Fourier imaging of photonics structures
The standard characterization techniques consist in the measurement of the optical response or light emission from the PhC structures. Although this gives access to a large number of important information, it is a type of a black box approach. It does not directly investigate light propagation inside the PhC and fundamental quantities such as dispersion curve or equi-frequency surfaces (EFS) are only inferred after data analysis. Imaging directly the Bloch mode in real and reciprocal space is achievable with old-fashioned classical optics. The principle is to image with a high numerical aperture microscope objective the out of plane scattered light from the PhC in a standard end-fire experiment. This already provides high-resolution optical images, but more interesting, imaging the back focal plane of the collecting lens (the Fourier plane) gives access to far field or k-space images. In this plane, every point is uniquely related to a direction of emission, thanks to geometrical optics, which is also uniquely related to a unique in-plane wave vector of the PhC Bloch mode thanks to in-plane wave vector conservation law. The figure shows an example of 2D Equi frequency surfaces below the light measured with Fourier imaging and a probe grating.

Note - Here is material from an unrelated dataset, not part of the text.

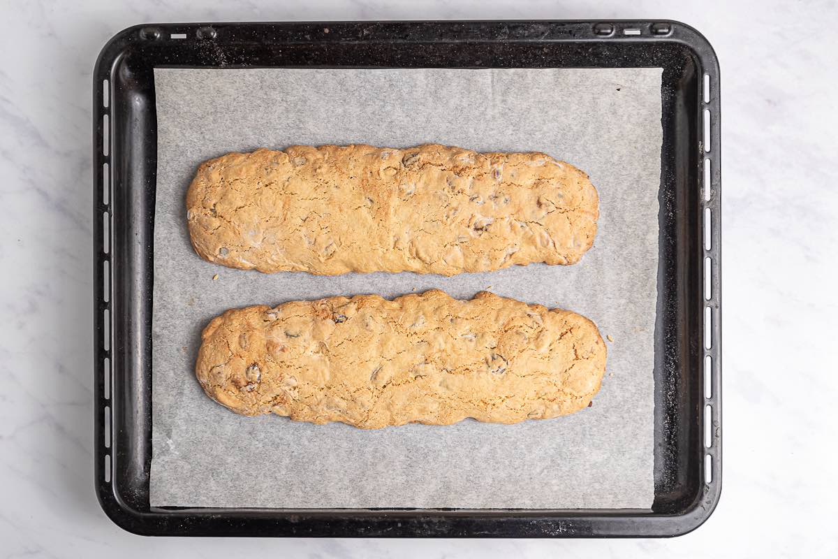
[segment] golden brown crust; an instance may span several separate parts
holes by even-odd
[[[205,260],[328,276],[573,264],[598,218],[596,189],[569,163],[437,144],[230,153],[199,168],[186,206]]]
[[[486,292],[248,307],[214,318],[202,340],[198,380],[233,411],[366,429],[572,413],[606,360],[587,318]]]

This experimental tool provides very interesting information for the investigation of light propagation in photonic crystal structures, high-Q cavities or devices characterization and fabrication issues.
Previous field of interest
THz photonic crystals
Quantum Cascade Lasers have attracted interest as the leading compact coherent semiconductor source in Terahertz (THz) frequency regime (1-10 THz, 30-300 µm). Numerous applications include spectroscopy, medical imaging, chemical detection, astronomy, sensing, security screening, non-destructive evaluation, communications and environmental monitoring. One key challenge has been the design and fabrication of devices with a controlled single mode operation and a high operation temperature. Merging of photonic crystal technology with quantum cascade lasers has enormous potential and can extend the region of single mode operation, create tuneable laser and enhance beam quality and brightness, reduce threshold currents.
We are presently working on pillar photonic crystal inserted in double plasmons structures for in-plane or vertical emission.